That said, if it was an oil access door, failing a checkride is a bit excessive.

Stalling the airplane while slipping or skidding is an invitation to depart controlled flight, particularly if you're not aware that you're approaching a critical angle of attack (or low airspeed).

The issue of your "clearance" by the examiner, and an actual clearance by an air traffic control facility is a bit more of a gray area. You could have asked the examiner if if wanted you to continue out straight ahead, but you acted with an actual communication from ATC, and I don't think you could be faulted for that. In my opinion, if the situation was as you described, the examiner was out of line.

Forgettting to retract flaps speaks to procedures, flows, and checklist use, but really shouldn't be a show-stopper on a checkride. Embarrassment, but if that was all, then a reasonable examiner might have pressed on. If you flew around for twenty minutes, unaware that your flaps were extended, that might be a different matter. Aviation is about details; it only takes a single missed detail to cause undesirable results.

60 days without a checkride should have been 60 days of preparation for the next training or checking event. It's hard to look back at 60 days that coiuld have been used to prepare, if you dind't take advantage. Don't make that mistake again.

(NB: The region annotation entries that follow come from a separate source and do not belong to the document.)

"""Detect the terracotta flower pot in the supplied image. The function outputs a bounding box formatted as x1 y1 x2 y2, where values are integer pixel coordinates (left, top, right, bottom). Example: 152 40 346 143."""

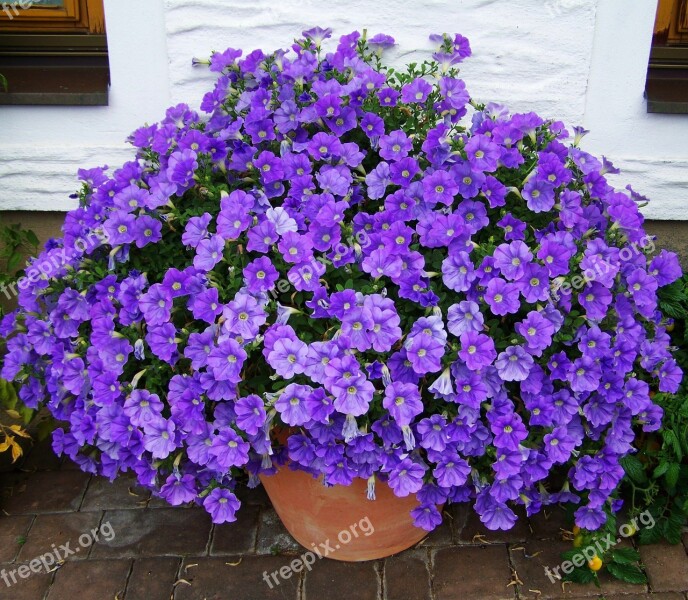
261 467 427 562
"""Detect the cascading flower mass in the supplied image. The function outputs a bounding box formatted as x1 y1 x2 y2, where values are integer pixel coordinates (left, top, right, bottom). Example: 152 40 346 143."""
0 28 682 530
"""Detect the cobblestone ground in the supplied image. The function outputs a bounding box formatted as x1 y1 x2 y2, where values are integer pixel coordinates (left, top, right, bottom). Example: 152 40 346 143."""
0 438 688 600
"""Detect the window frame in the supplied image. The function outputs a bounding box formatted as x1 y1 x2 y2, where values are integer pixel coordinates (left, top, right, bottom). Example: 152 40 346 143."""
645 0 688 114
0 0 110 106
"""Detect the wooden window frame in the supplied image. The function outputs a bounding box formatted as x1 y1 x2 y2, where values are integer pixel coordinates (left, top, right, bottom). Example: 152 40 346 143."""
0 0 105 34
645 0 688 114
0 0 110 106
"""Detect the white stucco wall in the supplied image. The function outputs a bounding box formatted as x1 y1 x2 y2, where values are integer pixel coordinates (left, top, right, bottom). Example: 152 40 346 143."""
0 0 688 219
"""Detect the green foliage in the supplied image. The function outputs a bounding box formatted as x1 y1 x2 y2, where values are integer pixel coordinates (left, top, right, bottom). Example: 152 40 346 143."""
0 223 43 462
562 514 656 587
621 275 688 544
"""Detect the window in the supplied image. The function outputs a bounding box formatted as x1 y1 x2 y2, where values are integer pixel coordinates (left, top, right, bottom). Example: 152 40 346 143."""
645 0 688 113
0 0 110 105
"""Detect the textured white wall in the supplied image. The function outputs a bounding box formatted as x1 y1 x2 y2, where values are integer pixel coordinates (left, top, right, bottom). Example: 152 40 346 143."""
0 0 688 219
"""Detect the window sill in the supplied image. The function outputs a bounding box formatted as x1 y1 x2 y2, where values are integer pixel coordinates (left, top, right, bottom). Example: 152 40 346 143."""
0 56 110 106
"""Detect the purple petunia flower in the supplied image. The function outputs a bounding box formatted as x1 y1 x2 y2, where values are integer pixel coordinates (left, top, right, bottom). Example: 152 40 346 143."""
459 331 497 371
203 488 241 525
382 383 423 426
495 346 534 381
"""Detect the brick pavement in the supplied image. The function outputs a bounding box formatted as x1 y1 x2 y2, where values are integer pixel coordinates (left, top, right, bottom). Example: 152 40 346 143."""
0 445 688 600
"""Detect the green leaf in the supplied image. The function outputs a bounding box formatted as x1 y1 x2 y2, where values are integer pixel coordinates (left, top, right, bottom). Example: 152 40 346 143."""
662 512 685 544
26 229 39 246
7 252 21 273
607 562 647 583
619 454 647 483
652 461 669 479
664 463 681 490
612 548 640 565
662 429 683 461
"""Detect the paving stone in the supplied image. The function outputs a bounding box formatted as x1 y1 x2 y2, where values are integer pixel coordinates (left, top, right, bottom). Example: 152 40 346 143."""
256 508 304 554
444 502 473 544
80 474 150 511
640 542 688 592
210 505 260 556
0 515 34 564
19 513 102 561
234 485 270 506
46 560 131 600
529 505 573 540
124 558 179 600
510 540 647 600
567 592 685 600
458 507 530 544
433 545 515 600
303 558 378 600
146 493 171 508
417 511 453 548
175 556 298 600
2 471 91 515
0 563 53 600
383 550 431 600
90 508 211 558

When an examiner fails a student on a checkride for something like an open access door or a missed checklist item, it's usually not just that single item that causes the pink slip. It's usually the overall impression that the examiner gets. Can I sign this person off and will they be safe? Would I put my family in the airplane with this person? If the answer is no, or even "not sure," then the latitude granted by that examiner is not likely to be very wide.